As for the trade wars which Trump started against China, they are eroding the rules of the global system created by the World Trade Organization (WHO).

Even if Trump promised to withdraw the U.S. from the Middle East’s endless wars, he hasn’t made an inch of progress.

The U.S. currently has close to 1,000 military bases across the globe, but it cannot maintain its influence despite being that overstretched.

A rising power like China is now at war with a world power like the United States. Alliances are being broken and new ones are being forged as the global system rots.
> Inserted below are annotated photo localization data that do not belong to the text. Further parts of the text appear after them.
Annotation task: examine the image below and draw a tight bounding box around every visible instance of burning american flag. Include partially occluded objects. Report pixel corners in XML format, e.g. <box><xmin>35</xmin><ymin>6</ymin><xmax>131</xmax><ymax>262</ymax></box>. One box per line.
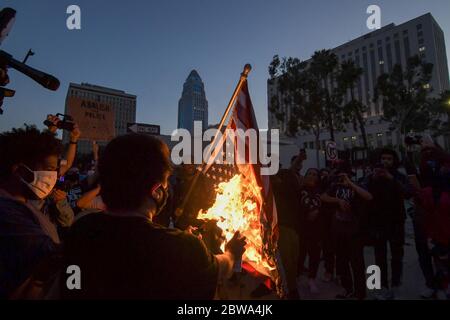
<box><xmin>198</xmin><ymin>81</ymin><xmax>282</xmax><ymax>294</ymax></box>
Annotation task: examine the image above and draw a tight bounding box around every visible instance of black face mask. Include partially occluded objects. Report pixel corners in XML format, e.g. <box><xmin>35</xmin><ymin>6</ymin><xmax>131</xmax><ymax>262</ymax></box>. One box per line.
<box><xmin>154</xmin><ymin>186</ymin><xmax>169</xmax><ymax>216</ymax></box>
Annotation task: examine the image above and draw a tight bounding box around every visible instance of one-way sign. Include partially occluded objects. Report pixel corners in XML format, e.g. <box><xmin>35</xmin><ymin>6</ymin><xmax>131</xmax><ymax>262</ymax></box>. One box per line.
<box><xmin>127</xmin><ymin>123</ymin><xmax>161</xmax><ymax>136</ymax></box>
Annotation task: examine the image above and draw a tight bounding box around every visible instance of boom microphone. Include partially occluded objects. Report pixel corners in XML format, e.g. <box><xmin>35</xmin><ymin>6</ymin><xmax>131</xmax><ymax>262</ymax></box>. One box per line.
<box><xmin>0</xmin><ymin>50</ymin><xmax>60</xmax><ymax>91</ymax></box>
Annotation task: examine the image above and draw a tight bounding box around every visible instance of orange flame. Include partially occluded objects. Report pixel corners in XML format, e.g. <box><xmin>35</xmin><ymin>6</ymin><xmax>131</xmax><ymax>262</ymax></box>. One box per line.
<box><xmin>198</xmin><ymin>174</ymin><xmax>275</xmax><ymax>276</ymax></box>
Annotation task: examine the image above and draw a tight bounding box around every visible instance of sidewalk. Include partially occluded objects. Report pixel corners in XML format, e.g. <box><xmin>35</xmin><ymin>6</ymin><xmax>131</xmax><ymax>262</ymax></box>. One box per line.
<box><xmin>297</xmin><ymin>216</ymin><xmax>427</xmax><ymax>300</ymax></box>
<box><xmin>222</xmin><ymin>216</ymin><xmax>429</xmax><ymax>300</ymax></box>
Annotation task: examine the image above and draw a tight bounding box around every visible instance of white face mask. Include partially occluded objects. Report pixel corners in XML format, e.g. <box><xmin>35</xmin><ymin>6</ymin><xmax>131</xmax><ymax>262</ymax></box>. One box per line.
<box><xmin>20</xmin><ymin>165</ymin><xmax>58</xmax><ymax>199</ymax></box>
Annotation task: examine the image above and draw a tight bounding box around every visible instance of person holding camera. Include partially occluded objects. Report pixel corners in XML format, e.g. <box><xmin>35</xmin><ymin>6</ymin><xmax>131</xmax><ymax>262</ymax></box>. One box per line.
<box><xmin>297</xmin><ymin>168</ymin><xmax>323</xmax><ymax>294</ymax></box>
<box><xmin>24</xmin><ymin>115</ymin><xmax>81</xmax><ymax>232</ymax></box>
<box><xmin>0</xmin><ymin>125</ymin><xmax>62</xmax><ymax>298</ymax></box>
<box><xmin>44</xmin><ymin>114</ymin><xmax>81</xmax><ymax>177</ymax></box>
<box><xmin>365</xmin><ymin>148</ymin><xmax>413</xmax><ymax>300</ymax></box>
<box><xmin>321</xmin><ymin>169</ymin><xmax>373</xmax><ymax>300</ymax></box>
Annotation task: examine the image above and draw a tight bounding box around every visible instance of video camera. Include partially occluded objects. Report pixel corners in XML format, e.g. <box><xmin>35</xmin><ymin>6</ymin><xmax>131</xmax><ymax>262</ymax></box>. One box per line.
<box><xmin>44</xmin><ymin>114</ymin><xmax>76</xmax><ymax>132</ymax></box>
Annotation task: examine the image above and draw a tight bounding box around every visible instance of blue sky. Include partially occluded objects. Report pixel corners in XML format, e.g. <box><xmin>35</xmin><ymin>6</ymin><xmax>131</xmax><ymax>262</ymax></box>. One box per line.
<box><xmin>1</xmin><ymin>0</ymin><xmax>449</xmax><ymax>135</ymax></box>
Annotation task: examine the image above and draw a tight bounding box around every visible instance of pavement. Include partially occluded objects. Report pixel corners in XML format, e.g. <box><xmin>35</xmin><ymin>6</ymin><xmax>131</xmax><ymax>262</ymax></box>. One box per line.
<box><xmin>297</xmin><ymin>215</ymin><xmax>426</xmax><ymax>300</ymax></box>
<box><xmin>221</xmin><ymin>216</ymin><xmax>434</xmax><ymax>300</ymax></box>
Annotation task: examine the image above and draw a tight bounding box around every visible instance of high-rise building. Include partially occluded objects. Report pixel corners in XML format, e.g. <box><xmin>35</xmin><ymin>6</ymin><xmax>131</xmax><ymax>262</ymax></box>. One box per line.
<box><xmin>268</xmin><ymin>13</ymin><xmax>450</xmax><ymax>151</ymax></box>
<box><xmin>63</xmin><ymin>83</ymin><xmax>137</xmax><ymax>154</ymax></box>
<box><xmin>178</xmin><ymin>70</ymin><xmax>209</xmax><ymax>133</ymax></box>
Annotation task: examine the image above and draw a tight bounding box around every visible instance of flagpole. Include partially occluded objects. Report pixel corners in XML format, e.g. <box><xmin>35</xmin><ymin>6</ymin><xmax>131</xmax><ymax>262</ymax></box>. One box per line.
<box><xmin>175</xmin><ymin>64</ymin><xmax>252</xmax><ymax>219</ymax></box>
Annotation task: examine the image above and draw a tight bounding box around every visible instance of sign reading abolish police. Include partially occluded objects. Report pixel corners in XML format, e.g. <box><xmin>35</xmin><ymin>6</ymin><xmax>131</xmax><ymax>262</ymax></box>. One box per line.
<box><xmin>67</xmin><ymin>97</ymin><xmax>115</xmax><ymax>141</ymax></box>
The reason for my telling this is that the U.S. political elite frequently make reference the Roman Empire, Ancient Greece and Alexander the Great. In Ancient Rome, there was also violent conflict between the defenders of the “Republic” and the “Empire.”

Popular opinion states that the fall of the Roman Empire was wrought by it having more soldiers than it could control across various regions.

Alexander himself was lost in the complex processes of the east crusades and never made it home again.

Ancient historians such as Plutarch, Livy, Thucydides, Polybius, and Arrian provide us with interesting insights into the conflicts of the defenders of the “Republic” and “Empire.”

Thucydides’ famous book about the “Peloponnesian Wars”, which was said to lead to the collapse of the ancient Greek civilization, is used as a guide in defining the U.S.’s power struggle with China.

I had mentioned the book “Destined for war: Can China and the United States escape Thucydides’ Trap,” penned by American political scientist Prof. Graham Allison in my previous columns.

Allison, by basing his argument on Thucydides’ text, tries to explain how the competition between a ruling power (the U.S.) and a rising power (China) will eventually end in a war.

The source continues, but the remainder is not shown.